How does the target demographic not revolt due to shameless patronizing? Why do the richy rich respond most favorably to homogenization without substance? I don’t disrespect wealthy individuals for wanting a well furnished upper class second home. But I do disrespect lack of taste and originality. The human desire to want what the other has is what keeps Stratton in business.
There is only one thing I hate more than homogenized faux villages and that is parking lots that require a bus. And Stratton doesn’t screw around in this department. If you aren’t a VIP guest or paying for parking, you can take the bus. I got sent down to Lot 2, three quarters of a mile away from the ticket window.
Stratton’s trails caught me of guard.
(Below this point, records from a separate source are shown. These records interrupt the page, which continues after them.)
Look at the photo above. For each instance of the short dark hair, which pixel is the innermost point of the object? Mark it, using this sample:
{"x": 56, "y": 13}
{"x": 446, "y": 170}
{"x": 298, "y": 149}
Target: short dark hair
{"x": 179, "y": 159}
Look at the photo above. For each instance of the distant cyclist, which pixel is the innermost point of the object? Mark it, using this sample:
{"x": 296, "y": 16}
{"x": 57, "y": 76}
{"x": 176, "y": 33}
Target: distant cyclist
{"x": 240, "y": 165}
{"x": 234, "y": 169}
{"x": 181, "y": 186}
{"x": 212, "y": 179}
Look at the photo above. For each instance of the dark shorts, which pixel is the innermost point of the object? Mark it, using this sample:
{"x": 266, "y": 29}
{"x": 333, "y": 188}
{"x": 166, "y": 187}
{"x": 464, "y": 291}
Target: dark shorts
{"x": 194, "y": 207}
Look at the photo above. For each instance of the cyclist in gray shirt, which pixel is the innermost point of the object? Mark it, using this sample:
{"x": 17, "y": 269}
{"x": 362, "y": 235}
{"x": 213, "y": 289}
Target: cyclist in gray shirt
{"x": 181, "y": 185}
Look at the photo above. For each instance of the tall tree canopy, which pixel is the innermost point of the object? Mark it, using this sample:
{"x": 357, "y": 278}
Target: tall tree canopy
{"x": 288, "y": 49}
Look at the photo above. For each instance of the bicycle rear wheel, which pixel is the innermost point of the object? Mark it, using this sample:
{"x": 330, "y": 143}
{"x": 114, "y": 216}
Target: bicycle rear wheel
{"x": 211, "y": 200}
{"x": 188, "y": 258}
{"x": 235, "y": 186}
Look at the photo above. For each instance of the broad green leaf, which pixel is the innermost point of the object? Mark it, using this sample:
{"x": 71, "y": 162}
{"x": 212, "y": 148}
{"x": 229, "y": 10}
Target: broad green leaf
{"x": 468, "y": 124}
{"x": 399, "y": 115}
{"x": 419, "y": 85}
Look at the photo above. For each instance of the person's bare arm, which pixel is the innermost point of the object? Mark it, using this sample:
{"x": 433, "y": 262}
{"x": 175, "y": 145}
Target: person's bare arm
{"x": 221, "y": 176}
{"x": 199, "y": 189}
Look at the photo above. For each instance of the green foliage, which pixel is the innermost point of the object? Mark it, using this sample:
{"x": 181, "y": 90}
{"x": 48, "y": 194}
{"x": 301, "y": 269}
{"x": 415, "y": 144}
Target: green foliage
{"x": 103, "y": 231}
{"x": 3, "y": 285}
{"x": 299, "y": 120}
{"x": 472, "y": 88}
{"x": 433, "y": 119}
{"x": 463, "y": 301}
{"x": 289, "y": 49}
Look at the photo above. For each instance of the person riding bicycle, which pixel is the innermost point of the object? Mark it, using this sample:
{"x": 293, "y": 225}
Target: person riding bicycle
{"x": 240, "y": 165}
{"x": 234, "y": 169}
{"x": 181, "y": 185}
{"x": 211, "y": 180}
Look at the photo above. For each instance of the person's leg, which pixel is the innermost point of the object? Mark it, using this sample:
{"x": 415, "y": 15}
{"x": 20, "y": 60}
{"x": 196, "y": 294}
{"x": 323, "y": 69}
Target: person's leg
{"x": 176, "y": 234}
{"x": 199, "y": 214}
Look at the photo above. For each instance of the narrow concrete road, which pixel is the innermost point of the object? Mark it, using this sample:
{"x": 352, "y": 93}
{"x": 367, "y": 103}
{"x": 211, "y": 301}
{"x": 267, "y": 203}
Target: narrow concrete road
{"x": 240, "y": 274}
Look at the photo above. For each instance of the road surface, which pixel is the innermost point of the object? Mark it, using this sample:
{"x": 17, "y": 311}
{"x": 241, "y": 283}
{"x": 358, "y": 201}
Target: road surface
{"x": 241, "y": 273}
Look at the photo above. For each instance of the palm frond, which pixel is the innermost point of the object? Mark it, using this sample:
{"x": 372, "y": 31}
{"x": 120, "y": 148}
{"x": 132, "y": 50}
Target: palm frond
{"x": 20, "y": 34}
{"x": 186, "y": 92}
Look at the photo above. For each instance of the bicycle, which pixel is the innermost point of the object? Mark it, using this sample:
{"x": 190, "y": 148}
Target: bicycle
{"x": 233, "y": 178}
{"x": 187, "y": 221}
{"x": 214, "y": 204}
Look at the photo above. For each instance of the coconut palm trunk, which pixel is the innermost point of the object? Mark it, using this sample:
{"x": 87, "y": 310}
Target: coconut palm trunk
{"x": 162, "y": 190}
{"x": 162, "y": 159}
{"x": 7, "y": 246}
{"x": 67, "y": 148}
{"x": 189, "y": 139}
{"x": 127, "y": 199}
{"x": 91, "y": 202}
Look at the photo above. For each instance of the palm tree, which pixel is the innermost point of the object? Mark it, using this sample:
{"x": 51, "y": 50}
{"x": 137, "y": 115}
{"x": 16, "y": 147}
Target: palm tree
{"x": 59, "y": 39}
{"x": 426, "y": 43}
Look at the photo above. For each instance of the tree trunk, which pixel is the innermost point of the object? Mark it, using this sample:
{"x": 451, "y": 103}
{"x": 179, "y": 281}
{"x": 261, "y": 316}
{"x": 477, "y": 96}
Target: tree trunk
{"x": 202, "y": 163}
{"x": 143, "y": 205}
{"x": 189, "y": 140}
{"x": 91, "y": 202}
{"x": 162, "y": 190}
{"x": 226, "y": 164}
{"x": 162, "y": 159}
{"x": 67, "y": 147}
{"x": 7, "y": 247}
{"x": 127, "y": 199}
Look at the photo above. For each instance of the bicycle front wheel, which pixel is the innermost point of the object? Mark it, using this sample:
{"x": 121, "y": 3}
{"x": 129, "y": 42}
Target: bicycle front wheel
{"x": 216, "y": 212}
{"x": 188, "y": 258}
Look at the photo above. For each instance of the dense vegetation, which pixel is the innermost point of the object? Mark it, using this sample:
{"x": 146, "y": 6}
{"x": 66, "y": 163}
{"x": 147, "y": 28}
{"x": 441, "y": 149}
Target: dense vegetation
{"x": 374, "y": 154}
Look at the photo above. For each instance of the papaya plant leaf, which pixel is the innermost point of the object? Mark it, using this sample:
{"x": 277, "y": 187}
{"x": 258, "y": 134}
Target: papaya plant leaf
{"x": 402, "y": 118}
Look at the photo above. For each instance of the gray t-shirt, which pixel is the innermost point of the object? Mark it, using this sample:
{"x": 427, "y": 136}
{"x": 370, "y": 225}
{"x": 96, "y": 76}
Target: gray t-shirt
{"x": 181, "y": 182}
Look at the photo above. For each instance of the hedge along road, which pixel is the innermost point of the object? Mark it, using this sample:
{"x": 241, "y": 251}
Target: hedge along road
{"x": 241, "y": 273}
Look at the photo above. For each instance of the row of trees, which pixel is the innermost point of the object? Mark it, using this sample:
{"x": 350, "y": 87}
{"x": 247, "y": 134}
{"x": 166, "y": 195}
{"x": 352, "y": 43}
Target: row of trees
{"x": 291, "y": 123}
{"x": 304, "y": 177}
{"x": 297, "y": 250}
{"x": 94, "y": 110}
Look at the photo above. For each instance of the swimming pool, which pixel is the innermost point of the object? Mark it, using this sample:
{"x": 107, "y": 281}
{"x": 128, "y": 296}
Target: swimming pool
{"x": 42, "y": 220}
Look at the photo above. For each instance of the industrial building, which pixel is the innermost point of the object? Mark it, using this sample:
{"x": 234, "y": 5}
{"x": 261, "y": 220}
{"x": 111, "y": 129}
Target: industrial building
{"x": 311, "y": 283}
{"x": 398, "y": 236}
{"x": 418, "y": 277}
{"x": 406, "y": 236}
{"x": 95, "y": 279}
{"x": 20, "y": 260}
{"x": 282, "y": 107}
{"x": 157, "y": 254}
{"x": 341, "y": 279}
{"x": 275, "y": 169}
I was surprised to read that the mountain was originally designed by none other than Sel Hannah. And it still shows. Many of Stratton’s trails have a significant number of curves and bends.
Nothing is old school or narrow but the trails have integrity (i.e. few cut offs and intersections) and rarely go straight. The mountain has acceptable pitch despite its derogatory nick name of “Flatton” but there are no steeps. I enjoyed the trails for what they are.
On a busy weekend, I can only assume that Stratton is a nightmare. The summit is serviced by four lifts including one fixed grip quad, two high speed six packs, a so called twelve person gondola (an uncomfortable nightmare — all show and no go). Only Mount Snow can rival Stratton for having a higher volume of skiers unloading at its summit (at least in New England).
Rumors of good gladed terrain at Stratton are legit. The elevation lends itself to a perfect mix of softwoods and hardwoods at a moderate pitch. Not knowing Stratton doesn’t open or close its glades, I saw the opening for Moon Dance and dropped in to experience some deliciously thin coverage.
The glade wrapped around the trail nicely and even sported some terrain features such as a horrifically covered rock drop. I only sampled one glade which is unfortunate because I probably will never return. Even the allure of respectable glades at a powderhound-free resort is not enough to overcome my negative impression of the Stratton experience.
I came away from Stratton wanting to like the mountain for its trails but utterly despising the faux village and massive homogenized resort build up. The resort is excessive. The faux village attempts to assume a personality diametrically opposed to its internal workings. It is a false pretense and I find it offensive.
Enough opinion. Conditions were a sloppy slushy mess, especially around the base area where you could post hole a foot deep in slush. Base area travel was best done on foot as skiing resembled water skiing without a boat. A cool undercast soon yielded to hot sunshine. My first run sent me inside for a jacket change and the temperature only continued to rise as the cloud cover cleared.
The snow hadn’t frozen overnight (nor for several days, I would estimate) so there was no corn, only mashed potato. Snow was getting removed by skier traffic exposing a frozen base. As expected, flat sections and traverses (such as the trail linking the six packs) deteriorated quickest exposing dangerous thin cover on main routes of travel.
Trails with the least traffic skied the best. Since the Snow Bowl Quad was off line, this was where I found the best snow despite having to deal with a unpleasant run out via Old Log Road. Bumps were extremely limited despite the spring skiing temperatures. Stratton seems content to groom their snow into oblivion with daily grooming despite not having a nightly freeze.
Thin spots were everywhere and I don’t expect Stratton to ski past this coming weekend, especially with their dwindling base area supply. Despite dismantling the park for extra snow, there is no way Stratton will make April.